With Argentina, the Philippines, Colombia, Singapore, and so many other international destinations represented, it is good to remember that we are in Spain here, and there are always plenty of Spanish chefs and other food and drink folk, both famous and less so, present — and one of the last programs of the day was devoted to "The 10 Dishes and Products That Define Spanish Cuisine." Conducted by suave Madrid Fusión president José Carlos Capel, the session revealed the results of more than two months of voting by Spaniards alerted via social media and asked to identify the foods they considered essential to their country's culinary identity.

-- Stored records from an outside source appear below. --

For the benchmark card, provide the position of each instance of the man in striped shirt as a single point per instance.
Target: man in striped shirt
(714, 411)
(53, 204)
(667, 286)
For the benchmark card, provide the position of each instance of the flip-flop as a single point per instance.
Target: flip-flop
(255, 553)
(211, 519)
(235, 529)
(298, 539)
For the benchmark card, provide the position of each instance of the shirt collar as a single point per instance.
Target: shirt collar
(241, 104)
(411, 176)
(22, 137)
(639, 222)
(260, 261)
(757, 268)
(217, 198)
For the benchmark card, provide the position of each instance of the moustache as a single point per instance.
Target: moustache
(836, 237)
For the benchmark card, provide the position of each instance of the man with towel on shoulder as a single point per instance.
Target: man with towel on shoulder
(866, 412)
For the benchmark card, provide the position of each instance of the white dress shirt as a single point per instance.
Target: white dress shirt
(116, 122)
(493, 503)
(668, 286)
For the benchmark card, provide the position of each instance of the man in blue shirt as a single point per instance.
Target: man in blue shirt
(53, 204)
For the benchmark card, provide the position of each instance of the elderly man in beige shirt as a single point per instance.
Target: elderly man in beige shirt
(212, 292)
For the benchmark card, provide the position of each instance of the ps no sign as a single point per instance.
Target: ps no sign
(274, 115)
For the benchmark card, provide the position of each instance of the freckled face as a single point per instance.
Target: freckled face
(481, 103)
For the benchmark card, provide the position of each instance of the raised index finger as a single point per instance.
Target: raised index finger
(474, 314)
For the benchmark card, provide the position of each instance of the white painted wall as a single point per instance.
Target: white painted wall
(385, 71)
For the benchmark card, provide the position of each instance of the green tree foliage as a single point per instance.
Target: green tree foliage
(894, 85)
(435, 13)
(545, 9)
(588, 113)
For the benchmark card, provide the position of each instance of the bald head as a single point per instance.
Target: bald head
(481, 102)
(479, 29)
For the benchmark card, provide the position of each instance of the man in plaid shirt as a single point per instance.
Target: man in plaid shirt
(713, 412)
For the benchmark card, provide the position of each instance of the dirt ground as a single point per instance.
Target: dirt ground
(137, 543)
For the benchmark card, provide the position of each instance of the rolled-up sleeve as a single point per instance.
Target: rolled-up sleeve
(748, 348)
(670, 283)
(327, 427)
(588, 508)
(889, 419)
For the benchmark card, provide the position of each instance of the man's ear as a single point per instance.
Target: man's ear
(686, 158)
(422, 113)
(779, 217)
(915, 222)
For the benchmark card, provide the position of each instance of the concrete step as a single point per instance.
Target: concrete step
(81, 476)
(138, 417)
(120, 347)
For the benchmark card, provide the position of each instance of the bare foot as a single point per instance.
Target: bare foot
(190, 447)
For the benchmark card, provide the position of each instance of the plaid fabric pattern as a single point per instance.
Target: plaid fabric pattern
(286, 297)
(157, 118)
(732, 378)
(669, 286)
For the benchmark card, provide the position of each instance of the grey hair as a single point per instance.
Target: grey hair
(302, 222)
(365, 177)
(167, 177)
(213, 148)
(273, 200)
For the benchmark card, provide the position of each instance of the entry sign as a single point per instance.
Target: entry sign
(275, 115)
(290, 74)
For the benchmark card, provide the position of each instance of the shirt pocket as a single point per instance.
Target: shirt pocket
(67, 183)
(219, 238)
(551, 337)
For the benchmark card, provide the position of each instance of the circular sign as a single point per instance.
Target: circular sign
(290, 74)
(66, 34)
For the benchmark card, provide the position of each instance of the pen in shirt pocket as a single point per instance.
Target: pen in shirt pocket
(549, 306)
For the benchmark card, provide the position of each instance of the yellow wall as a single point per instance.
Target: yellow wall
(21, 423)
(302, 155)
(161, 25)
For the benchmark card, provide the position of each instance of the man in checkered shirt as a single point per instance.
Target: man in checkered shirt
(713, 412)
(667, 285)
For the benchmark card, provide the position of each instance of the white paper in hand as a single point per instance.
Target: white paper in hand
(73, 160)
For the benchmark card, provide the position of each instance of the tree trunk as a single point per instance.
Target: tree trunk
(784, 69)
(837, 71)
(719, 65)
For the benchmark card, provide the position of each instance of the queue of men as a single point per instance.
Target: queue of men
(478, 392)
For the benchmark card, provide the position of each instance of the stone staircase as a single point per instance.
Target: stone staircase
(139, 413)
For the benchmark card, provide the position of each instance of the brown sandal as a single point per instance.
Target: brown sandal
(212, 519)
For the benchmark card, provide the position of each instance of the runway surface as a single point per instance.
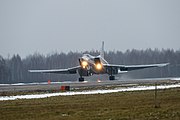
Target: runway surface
(43, 86)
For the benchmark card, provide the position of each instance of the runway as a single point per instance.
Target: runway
(44, 86)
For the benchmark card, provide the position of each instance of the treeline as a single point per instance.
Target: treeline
(15, 69)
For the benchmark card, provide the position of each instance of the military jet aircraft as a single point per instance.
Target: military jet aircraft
(89, 65)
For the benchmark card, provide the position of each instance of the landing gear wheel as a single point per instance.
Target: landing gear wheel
(111, 77)
(81, 79)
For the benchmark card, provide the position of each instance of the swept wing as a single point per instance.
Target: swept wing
(72, 70)
(134, 67)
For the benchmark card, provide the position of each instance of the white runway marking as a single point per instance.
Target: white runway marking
(137, 88)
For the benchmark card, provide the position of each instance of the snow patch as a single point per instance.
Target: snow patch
(137, 88)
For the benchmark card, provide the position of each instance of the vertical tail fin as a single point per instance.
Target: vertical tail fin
(102, 50)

The top 10 products, ranked from low to high, were: citrus fruits; beer; marzipan, turrones (nougat), and montecados (sugar cookies); shellfish; pimentón (smoked paprika); cheeses; red wine; saffron; extra-virgin olive oil; and jamón ibérico de bellota (the fabulous ham from acorn-fed Iberian pigs). The definitive dishes, again from low to high: bacalao al pil pil (salt cod in an emulsion of its own juices); stewed oxtail; pulpo a feira (octopus cooked with potatoes in the Galician style); croquettes in all their variety, a tapas bar staple; fabada asturiana (a cassoulet-like dish of white beans and various forms of pork); roast suckling pig; cocido madrileno (the boiled dinner with chickpeas that exists in some form all over Spain); Andalusian gazpacho; paella valenciana; and (greeted by applause) tortilla de patata (also called tortilla española), the flat cake-like potato omelette that says "home cooking" to so many Spaniards.
The presentation finished with images of the tortilla and the ham side by side. "Um," I thought, "that sure looks like dinner."